Could part of the reason for the decline in reading be a declining attention span brought on by overstimulation with information? Some recent editorials and articles suggest it might be a possibility.

Ars Technica’s Nate Anderson chronicles an exchange between New Yorker writer George Packer and New York Times “Bits” blogger Nick Bilton. Packer is concerned that the constant bombardment of information from e-mail, webpages, blogs, Twitter, Facebook, et al are eroding the attention span and leaving people unable to concentrate. He writes:

Twitter is crack for media addicts. It scares me, not because I’m morally superior to it, but because I don’t think I could handle it. I’m afraid I’d end up letting my son go hungry.

Bilton responds, chiding Packer for knocking Twitter without trying it, and writes about all the beneficial uses Twitter has in business, journalism, protests, and other activity.

Packer, however, is not convinced.

The Shortening Attention Span

Through Packer’s posts and the Ars piece, the writers reflect on how hard it is to find the time and attention to read books anymore.
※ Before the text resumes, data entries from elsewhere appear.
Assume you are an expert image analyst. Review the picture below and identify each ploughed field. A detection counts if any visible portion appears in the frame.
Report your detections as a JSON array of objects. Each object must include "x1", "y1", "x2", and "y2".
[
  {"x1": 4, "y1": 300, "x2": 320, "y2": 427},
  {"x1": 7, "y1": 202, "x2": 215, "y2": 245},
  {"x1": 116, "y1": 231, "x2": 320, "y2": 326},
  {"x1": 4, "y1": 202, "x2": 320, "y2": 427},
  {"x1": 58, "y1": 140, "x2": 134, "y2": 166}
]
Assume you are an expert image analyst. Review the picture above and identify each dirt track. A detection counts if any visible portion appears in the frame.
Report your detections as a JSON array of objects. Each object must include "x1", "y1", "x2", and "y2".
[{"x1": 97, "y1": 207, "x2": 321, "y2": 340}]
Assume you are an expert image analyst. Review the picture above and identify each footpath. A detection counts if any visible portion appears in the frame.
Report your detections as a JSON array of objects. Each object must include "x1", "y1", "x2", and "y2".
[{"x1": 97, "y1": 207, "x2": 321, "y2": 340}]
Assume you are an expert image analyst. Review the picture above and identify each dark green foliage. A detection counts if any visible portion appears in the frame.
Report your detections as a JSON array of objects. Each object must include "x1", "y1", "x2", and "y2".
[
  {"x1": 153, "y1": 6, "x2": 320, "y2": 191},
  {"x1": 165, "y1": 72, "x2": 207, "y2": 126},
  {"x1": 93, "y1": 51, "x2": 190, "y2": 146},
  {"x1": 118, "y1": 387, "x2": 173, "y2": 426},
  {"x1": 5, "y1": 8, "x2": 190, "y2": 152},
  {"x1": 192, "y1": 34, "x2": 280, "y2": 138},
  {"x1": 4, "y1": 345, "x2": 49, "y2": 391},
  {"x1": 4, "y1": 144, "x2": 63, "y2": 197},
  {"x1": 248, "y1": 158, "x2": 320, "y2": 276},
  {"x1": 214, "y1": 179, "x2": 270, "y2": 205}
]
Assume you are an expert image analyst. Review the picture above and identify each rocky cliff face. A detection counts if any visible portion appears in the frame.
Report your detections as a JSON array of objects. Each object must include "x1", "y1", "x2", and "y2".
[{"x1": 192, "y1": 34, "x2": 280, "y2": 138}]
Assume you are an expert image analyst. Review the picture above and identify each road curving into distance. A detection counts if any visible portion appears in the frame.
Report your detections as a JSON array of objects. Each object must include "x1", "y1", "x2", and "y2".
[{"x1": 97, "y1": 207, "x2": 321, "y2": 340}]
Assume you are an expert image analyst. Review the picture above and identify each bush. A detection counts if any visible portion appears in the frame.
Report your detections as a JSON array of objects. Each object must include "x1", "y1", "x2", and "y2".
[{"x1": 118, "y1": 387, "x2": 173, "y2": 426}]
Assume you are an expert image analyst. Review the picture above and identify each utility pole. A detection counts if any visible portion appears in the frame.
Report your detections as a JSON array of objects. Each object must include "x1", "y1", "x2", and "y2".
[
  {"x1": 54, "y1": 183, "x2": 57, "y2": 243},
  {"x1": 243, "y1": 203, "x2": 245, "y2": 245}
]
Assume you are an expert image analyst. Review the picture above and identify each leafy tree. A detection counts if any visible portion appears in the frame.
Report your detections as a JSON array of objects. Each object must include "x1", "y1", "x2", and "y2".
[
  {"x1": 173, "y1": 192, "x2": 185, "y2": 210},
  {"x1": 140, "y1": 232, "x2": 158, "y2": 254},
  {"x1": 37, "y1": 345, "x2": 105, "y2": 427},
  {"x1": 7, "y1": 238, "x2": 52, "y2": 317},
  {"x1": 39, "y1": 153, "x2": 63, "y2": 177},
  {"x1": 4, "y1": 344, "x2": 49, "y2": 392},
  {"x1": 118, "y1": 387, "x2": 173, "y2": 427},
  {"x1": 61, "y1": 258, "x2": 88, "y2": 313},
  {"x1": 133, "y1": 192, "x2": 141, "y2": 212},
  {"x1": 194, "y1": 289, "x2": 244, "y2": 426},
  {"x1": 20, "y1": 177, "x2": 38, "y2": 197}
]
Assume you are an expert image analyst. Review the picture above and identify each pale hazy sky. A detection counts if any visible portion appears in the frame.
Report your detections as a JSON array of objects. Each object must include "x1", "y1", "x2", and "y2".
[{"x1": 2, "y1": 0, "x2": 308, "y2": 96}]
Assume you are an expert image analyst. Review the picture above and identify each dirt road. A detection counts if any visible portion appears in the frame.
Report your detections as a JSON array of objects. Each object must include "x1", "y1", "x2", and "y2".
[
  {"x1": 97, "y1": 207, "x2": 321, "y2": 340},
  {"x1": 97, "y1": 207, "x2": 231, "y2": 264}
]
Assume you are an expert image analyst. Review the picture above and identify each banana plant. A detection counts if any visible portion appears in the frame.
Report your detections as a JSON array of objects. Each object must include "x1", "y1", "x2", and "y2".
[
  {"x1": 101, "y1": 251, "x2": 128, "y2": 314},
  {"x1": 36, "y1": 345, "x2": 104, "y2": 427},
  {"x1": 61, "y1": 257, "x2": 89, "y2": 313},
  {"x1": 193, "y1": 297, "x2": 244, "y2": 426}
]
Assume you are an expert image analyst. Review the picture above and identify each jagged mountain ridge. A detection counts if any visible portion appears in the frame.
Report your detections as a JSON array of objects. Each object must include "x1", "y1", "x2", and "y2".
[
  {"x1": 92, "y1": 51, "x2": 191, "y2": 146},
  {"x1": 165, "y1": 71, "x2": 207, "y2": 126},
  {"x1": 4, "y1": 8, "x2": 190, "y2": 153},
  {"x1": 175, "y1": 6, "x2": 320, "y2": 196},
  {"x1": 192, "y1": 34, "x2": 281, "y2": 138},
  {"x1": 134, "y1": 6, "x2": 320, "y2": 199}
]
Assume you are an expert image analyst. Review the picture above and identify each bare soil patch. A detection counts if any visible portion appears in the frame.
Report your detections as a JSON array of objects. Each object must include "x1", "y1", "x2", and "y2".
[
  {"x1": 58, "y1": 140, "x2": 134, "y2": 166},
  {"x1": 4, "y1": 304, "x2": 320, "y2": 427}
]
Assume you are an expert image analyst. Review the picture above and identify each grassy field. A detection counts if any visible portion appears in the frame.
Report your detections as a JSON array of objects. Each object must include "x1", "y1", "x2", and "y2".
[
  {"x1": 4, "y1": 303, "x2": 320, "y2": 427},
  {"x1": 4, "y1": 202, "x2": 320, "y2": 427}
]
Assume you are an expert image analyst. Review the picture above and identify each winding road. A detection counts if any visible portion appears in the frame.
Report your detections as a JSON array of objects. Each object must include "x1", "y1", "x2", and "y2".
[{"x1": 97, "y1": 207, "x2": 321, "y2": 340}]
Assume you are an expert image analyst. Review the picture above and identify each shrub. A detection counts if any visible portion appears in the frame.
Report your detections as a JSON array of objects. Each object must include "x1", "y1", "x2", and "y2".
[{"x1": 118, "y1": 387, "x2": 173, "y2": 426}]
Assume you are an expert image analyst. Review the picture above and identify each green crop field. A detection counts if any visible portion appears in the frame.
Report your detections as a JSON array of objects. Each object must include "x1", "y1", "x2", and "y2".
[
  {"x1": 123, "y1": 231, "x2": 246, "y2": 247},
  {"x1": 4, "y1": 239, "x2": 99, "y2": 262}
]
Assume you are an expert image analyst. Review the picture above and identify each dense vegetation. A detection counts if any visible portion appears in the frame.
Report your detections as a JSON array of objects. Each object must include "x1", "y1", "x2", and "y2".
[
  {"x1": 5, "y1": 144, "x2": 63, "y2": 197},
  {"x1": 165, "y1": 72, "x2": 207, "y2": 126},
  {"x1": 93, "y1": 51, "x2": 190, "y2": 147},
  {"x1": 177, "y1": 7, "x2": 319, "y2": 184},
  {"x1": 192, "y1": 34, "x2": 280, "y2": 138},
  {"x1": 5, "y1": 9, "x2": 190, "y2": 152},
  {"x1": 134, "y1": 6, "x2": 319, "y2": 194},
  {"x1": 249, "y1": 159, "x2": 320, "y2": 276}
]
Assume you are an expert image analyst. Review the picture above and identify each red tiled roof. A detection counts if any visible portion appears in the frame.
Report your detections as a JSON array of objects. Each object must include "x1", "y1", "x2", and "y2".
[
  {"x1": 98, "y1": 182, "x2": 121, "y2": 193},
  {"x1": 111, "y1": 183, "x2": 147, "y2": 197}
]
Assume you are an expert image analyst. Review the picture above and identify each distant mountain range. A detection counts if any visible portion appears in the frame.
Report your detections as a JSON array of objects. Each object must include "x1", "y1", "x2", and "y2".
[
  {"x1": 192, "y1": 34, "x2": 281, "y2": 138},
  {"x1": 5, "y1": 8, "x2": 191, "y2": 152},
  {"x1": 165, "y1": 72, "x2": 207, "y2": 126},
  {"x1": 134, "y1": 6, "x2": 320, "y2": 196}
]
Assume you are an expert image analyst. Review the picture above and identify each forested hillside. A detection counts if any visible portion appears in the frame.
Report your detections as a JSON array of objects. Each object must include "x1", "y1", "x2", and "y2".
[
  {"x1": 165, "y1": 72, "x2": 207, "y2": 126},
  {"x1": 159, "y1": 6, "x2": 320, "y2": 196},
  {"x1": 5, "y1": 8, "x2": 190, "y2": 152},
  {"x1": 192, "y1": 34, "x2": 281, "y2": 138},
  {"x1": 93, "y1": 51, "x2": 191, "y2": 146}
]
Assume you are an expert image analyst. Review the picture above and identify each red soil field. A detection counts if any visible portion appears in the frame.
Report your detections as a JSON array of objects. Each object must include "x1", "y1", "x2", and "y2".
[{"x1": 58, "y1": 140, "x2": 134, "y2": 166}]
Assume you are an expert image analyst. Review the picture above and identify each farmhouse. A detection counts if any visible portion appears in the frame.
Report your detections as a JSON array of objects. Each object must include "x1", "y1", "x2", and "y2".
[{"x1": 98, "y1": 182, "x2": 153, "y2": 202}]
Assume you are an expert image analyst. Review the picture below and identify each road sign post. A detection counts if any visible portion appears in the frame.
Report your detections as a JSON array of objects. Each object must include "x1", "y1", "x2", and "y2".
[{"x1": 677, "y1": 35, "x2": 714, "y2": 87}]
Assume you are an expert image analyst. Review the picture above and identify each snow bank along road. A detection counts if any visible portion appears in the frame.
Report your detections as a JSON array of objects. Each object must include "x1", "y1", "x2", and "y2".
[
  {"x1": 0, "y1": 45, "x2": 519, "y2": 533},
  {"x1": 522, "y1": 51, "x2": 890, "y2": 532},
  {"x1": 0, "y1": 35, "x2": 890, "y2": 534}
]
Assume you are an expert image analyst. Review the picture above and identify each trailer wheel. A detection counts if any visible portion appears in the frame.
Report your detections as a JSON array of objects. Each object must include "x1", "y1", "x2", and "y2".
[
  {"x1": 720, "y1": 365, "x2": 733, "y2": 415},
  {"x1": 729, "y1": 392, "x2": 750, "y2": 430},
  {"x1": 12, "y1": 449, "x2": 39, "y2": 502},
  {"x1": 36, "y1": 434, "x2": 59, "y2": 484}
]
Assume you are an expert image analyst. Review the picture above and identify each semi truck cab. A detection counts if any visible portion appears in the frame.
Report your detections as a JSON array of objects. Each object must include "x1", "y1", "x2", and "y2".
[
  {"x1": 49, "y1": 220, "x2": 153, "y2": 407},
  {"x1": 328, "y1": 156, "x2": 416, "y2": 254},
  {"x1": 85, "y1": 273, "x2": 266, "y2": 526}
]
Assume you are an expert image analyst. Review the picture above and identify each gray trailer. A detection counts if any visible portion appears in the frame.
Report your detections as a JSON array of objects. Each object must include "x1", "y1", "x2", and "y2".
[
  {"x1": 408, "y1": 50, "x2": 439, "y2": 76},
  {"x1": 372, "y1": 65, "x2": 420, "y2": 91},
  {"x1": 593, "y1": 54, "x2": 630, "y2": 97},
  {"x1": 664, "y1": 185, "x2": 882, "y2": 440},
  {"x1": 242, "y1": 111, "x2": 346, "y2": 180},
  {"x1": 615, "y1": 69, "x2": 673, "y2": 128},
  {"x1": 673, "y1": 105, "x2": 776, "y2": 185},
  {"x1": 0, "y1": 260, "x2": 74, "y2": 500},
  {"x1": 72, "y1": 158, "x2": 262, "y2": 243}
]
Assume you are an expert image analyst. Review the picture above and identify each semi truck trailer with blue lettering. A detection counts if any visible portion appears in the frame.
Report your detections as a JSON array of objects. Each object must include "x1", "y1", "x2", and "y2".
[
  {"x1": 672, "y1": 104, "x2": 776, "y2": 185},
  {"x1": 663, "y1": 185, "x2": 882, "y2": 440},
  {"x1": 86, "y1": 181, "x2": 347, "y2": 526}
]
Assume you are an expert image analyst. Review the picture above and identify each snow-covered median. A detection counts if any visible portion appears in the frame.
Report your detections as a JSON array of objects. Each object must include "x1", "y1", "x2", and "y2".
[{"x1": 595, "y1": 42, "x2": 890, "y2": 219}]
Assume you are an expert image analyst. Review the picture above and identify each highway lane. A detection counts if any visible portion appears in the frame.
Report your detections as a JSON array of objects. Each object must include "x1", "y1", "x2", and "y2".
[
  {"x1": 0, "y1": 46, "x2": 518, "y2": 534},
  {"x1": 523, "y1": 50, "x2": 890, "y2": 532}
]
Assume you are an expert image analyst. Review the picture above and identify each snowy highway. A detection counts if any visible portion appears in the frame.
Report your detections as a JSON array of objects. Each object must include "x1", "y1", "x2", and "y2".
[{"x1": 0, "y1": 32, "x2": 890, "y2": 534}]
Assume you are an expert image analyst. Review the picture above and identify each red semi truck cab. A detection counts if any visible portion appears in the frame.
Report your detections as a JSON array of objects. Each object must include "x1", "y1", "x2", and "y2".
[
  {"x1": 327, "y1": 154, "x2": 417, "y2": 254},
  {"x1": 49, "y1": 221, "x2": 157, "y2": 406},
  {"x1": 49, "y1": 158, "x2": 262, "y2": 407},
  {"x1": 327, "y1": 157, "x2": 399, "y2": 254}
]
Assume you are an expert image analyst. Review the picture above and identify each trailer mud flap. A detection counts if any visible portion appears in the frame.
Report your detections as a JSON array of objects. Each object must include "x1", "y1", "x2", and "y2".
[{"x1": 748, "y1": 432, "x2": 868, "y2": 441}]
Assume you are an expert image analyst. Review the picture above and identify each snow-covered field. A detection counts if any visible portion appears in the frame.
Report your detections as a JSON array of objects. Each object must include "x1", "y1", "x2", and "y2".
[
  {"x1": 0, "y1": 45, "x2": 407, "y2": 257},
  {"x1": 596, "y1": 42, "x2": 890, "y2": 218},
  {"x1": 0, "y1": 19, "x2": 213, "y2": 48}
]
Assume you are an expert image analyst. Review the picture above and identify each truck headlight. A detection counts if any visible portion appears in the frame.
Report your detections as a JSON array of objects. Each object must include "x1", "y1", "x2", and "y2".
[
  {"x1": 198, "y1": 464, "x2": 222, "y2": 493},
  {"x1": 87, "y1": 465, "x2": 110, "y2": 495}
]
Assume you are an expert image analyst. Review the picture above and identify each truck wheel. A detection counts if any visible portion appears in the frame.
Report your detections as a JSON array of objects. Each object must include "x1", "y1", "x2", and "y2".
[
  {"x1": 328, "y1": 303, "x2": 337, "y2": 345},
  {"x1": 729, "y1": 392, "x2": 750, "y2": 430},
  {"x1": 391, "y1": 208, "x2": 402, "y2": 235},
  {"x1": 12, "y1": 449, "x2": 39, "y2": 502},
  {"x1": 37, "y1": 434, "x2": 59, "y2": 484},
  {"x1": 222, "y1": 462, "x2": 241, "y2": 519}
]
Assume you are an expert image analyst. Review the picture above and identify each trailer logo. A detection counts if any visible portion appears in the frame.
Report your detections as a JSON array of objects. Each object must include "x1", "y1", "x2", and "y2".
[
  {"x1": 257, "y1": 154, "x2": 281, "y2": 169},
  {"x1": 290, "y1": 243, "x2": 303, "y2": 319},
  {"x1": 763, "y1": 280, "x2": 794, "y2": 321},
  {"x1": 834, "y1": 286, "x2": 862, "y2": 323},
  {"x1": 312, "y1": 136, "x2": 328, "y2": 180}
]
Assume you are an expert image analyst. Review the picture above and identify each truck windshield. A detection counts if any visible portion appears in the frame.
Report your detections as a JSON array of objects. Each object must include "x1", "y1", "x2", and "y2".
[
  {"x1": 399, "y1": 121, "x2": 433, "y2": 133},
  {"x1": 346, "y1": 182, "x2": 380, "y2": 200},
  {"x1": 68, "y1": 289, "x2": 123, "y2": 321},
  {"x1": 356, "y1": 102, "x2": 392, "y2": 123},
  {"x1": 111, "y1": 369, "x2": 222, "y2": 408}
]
So does Nicholas Carr, the writer of a piece in The Atlantic that Ars’s Anderson links:

I’m not thinking the way I used to think. I can feel it most strongly when I’m reading. Immersing myself in a book or a lengthy article used to be easy. My mind would get caught up in the narrative or the turns of the argument, and I’d spend hours strolling through long stretches of prose. That’s rarely the case anymore. Now my concentration often starts to drift after two or three pages. I get fidgety, lose the thread, begin looking for something else to do. I feel as if I’m always dragging my wayward brain back to the text. The deep reading that used to come naturally has become a struggle.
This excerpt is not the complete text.